No es lo mismo, pero es igual

“Hijo termínate tu comida, si quieres ponle más cátsup, el doctor dijo que necesitas comer más verduras y la cátsup está hecha con jitomate”. Palabras sabias de una madre moderna, la batalla eterna entre el plato lleno y medio lleno de un infante ante su madre es la sopa de todos los días.

Pero ¿qué pasa cuando nos venden gato por liebre?, cuando lo que nos dicen que está adicionado con vitaminas, minerales y demás elementos, en realidad no lo está. La súper comida lleva en nuestras mesas una gran cantidad de años dando pie de entrada a la gastrotecnología, con promesas de un mejor aprovechamiento de nutrientes y prometiendo una salud excepcional.

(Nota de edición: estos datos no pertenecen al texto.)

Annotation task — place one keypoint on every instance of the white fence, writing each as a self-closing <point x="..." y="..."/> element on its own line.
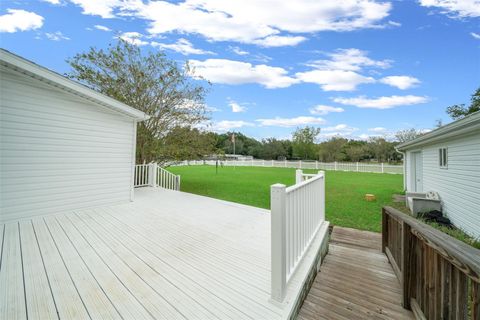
<point x="297" y="212"/>
<point x="154" y="176"/>
<point x="300" y="164"/>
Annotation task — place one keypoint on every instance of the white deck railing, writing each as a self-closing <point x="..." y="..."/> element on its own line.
<point x="297" y="212"/>
<point x="167" y="180"/>
<point x="301" y="164"/>
<point x="154" y="176"/>
<point x="142" y="175"/>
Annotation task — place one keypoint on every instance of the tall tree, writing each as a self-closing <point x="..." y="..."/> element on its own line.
<point x="459" y="111"/>
<point x="303" y="142"/>
<point x="186" y="143"/>
<point x="332" y="150"/>
<point x="149" y="82"/>
<point x="407" y="135"/>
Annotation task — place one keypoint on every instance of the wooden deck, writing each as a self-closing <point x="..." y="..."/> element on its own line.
<point x="167" y="255"/>
<point x="355" y="281"/>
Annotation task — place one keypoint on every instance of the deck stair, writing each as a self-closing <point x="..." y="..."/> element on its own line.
<point x="355" y="281"/>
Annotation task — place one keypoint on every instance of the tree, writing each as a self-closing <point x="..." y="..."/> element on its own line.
<point x="382" y="149"/>
<point x="303" y="142"/>
<point x="187" y="143"/>
<point x="355" y="150"/>
<point x="332" y="150"/>
<point x="149" y="82"/>
<point x="272" y="149"/>
<point x="459" y="111"/>
<point x="407" y="135"/>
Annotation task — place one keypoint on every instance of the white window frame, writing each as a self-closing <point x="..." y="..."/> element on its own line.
<point x="443" y="157"/>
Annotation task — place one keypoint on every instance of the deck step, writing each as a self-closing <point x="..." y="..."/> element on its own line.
<point x="355" y="281"/>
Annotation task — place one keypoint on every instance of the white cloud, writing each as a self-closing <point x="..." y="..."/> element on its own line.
<point x="394" y="24"/>
<point x="401" y="82"/>
<point x="349" y="60"/>
<point x="268" y="23"/>
<point x="334" y="80"/>
<point x="182" y="46"/>
<point x="341" y="71"/>
<point x="133" y="38"/>
<point x="323" y="110"/>
<point x="236" y="107"/>
<point x="378" y="129"/>
<point x="102" y="28"/>
<point x="475" y="35"/>
<point x="20" y="20"/>
<point x="382" y="102"/>
<point x="279" y="41"/>
<point x="56" y="36"/>
<point x="455" y="8"/>
<point x="340" y="128"/>
<point x="291" y="122"/>
<point x="238" y="50"/>
<point x="103" y="8"/>
<point x="227" y="125"/>
<point x="237" y="72"/>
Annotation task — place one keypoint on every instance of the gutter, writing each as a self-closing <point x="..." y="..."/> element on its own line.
<point x="469" y="124"/>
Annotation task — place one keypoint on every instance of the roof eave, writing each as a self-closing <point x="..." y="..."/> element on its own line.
<point x="463" y="126"/>
<point x="20" y="64"/>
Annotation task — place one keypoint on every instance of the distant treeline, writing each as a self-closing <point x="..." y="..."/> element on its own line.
<point x="301" y="148"/>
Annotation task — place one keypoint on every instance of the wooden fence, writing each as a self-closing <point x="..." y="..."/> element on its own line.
<point x="154" y="176"/>
<point x="300" y="164"/>
<point x="297" y="214"/>
<point x="439" y="275"/>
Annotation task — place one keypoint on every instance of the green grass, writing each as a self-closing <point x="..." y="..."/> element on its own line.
<point x="345" y="204"/>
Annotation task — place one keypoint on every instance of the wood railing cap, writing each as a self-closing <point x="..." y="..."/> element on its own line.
<point x="464" y="256"/>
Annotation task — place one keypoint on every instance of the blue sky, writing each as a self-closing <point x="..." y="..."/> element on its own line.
<point x="355" y="68"/>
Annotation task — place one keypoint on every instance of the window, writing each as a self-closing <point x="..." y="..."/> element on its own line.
<point x="443" y="157"/>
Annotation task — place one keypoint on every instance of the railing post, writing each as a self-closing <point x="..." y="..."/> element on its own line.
<point x="407" y="264"/>
<point x="298" y="176"/>
<point x="152" y="174"/>
<point x="384" y="229"/>
<point x="278" y="241"/>
<point x="178" y="183"/>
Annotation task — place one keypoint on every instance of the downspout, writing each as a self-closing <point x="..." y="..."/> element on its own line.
<point x="404" y="156"/>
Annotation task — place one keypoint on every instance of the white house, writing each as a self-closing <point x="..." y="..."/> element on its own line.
<point x="63" y="145"/>
<point x="447" y="161"/>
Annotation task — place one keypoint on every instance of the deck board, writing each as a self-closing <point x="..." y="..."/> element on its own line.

Y ¿qué pasó con la cátsup? Estudios recientes demostraron que la famosa salsa de tomate, que le agregamos a hotdogs, hamburguesas, huevo, palomitas, nachos, etcétera, puede tener más colorantes y saborizantes artificiales que jitomate natural. El mínimo de jitomate requerido para que sea salsa cátsup es del 12% cuando en realidad algunas de las que consumimos no llegan ni al 10%, es más, entre las más comerciales el porcentaje ronda entre 3,8 y 3,5. Eso sí, sin decir marcas, aunque no es secreto de estado.

Este tema es tan solo la punta del polígono, ya que la ingeniería alimentaria nos ha llegado a las narices, si en verdad analizáramos todo lo que comemos nos llevaríamos una sorpresa. Por un lado, es cierto que la ciencia busca mejor la calidad de vida de manera exacta y sin dolo o lucro; pero, cuando las grandes empresas y los capitalistas ven a la gastronomía como fuente de dinero, son capaces de vender el alma de todos nosotros al mismo demonio.

Un ejemplo, ya antes mencionado, son los transgénicos, para lo cual haremos un recuento (Organismo Modificado Genéticamente, OMG): “es un organismo vivo que ha sido creado artificialmente manipulando sus genes. Las técnicas de ingeniería genética consisten en aislar segmentos del ADN (el material genético) de un ser vivo (virus, bacteria, vegetal, animal e incluso humano) para introducirlos en el material hereditario de otro”.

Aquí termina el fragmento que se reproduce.